As for the blogging, where do I go from here? Well I'm saying goodbye. Not necessarily forever, so watch this space. But I don't feel the urge like I used to, because it was a way to connect with my creative self and the outside world while I lived a very insular life with my children in a little village. Now I'm out in the world with grown-ups every day, and I'm creating all sorts of things (though not arty or crafty ones any more), and so I don't need it. Will I want it? I don't know that either. For now, I want to be good at my job and make myself proud, and when I'm at home I want to be fully present in home and family life. I want to clean the house, go to the park with the kids, bake at the weekends, share a glass of wine and a chat with my husband, basically live my life rather than document it. I don't want to lose the time I have by sitting here tapping away in this space.

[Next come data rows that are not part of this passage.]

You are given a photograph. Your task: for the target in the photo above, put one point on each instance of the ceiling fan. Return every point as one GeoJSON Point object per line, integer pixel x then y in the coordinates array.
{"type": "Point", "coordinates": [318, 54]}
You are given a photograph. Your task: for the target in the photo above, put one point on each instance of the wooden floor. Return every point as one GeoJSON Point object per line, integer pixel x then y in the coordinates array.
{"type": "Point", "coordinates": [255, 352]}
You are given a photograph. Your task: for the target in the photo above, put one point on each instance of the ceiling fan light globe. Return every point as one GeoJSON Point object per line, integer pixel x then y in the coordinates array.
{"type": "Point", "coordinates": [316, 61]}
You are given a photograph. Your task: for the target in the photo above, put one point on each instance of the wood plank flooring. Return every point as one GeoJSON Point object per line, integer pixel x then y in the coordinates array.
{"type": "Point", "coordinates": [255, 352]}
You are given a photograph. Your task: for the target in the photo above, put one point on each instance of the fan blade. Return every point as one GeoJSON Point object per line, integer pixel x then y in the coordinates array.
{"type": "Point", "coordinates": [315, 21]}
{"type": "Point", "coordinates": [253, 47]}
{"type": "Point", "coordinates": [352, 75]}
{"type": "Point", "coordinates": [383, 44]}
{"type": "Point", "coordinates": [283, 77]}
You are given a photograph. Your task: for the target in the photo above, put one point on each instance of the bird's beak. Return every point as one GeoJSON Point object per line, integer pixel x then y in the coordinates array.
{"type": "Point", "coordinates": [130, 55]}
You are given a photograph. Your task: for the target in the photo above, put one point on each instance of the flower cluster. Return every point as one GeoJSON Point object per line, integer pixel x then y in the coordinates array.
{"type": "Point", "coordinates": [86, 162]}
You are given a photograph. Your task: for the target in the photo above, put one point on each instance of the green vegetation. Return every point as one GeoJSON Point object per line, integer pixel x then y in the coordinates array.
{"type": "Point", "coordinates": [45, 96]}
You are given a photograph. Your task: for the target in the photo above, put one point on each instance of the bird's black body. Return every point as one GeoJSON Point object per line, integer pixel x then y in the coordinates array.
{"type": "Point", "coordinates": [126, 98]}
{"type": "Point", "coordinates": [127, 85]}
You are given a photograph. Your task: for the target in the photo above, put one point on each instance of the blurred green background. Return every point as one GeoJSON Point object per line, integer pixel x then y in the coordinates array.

It all may change, but for now, a heartfelt and expansive thank you and goodbye to all my readers. You lifted me through all the darker moments of the last seven years, and you were lovely to me in all the lighter and good moments too. I'm still reading your blogs, if you have them, though I may not often have time to read every post or to comment on them like I used to. I think you and this world are fabulous. It's just that I've set off on another adventure for now. Be glad for me - I'm happy. Things are good. And I think they're going to get better.